その腕を高々と天に挙げようとした時だった。
「ん?なんだ?何であいつを殺したのに腕が凍ってやがるんだよ。」
パキッ。パキキキッ。
音をたてながら見る見るうちに腕が凍っていった。
「ホント残念なヤツね。」
そして何処からかグレイシアの声が聞こえてきた。
フランジェは背筋が凍り付くのを感じる。
「あんたが殺した私……もう一度よく見てご覧なさい。
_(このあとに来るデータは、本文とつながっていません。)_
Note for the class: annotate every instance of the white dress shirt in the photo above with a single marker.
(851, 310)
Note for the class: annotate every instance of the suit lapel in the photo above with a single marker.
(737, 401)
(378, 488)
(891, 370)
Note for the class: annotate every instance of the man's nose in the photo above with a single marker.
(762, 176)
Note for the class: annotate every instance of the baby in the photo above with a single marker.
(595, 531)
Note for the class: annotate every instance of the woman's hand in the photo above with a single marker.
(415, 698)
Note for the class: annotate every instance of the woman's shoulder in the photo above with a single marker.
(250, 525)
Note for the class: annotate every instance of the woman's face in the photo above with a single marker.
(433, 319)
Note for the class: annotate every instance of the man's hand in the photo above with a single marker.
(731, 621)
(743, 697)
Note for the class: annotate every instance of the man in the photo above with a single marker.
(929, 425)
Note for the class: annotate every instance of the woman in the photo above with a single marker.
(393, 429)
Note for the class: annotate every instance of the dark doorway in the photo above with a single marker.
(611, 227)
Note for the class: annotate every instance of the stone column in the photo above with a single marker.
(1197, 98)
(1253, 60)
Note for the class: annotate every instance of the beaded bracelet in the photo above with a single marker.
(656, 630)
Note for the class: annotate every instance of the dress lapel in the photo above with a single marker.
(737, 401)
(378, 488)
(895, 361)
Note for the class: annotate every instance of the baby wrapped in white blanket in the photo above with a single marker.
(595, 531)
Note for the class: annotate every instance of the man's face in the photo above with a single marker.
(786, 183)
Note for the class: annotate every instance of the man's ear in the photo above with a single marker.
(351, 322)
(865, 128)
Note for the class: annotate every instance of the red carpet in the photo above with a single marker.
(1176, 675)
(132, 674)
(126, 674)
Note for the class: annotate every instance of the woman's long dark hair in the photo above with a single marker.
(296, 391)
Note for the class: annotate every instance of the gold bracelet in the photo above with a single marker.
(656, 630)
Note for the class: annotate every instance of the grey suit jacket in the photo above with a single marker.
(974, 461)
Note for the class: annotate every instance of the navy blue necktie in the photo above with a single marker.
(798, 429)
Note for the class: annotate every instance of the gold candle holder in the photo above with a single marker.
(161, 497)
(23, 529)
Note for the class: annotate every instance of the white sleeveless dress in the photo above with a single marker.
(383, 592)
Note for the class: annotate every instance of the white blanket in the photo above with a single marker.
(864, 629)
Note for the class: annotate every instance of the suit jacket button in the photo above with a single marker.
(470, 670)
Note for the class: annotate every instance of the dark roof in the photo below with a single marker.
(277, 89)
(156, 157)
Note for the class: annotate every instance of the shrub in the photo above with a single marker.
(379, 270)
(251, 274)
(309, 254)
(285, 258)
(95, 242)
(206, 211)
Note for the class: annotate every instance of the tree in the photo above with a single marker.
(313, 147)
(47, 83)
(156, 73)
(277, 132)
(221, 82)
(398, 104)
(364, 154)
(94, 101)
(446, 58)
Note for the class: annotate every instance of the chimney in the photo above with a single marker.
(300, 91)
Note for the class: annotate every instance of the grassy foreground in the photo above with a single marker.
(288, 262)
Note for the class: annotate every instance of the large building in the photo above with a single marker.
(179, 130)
」
フランジェは手足が凍っていく恐怖の中で、打ち崩れたグレイシアを見た。
「これは……雪象?」
ボロッ。と崩れ落ちたグレイシアが雪に還る。
「じゃあ、おまえは何処に?」
手足から広がっていった氷はもうすでに全身に広がっていた。
首が凍り付き、その口も目も塞ごうとしている。
「私に近づいた者は私の従順な操り人形と化す。これが私のアイスドールの能力よ。」
パキン。
全身が凍り付いたフランジェの手足から伸びる氷の糸。
その先にグレイシアの笑みがあった。
雪原を統べる氷の花。
彼女に挑む来客とはいったい。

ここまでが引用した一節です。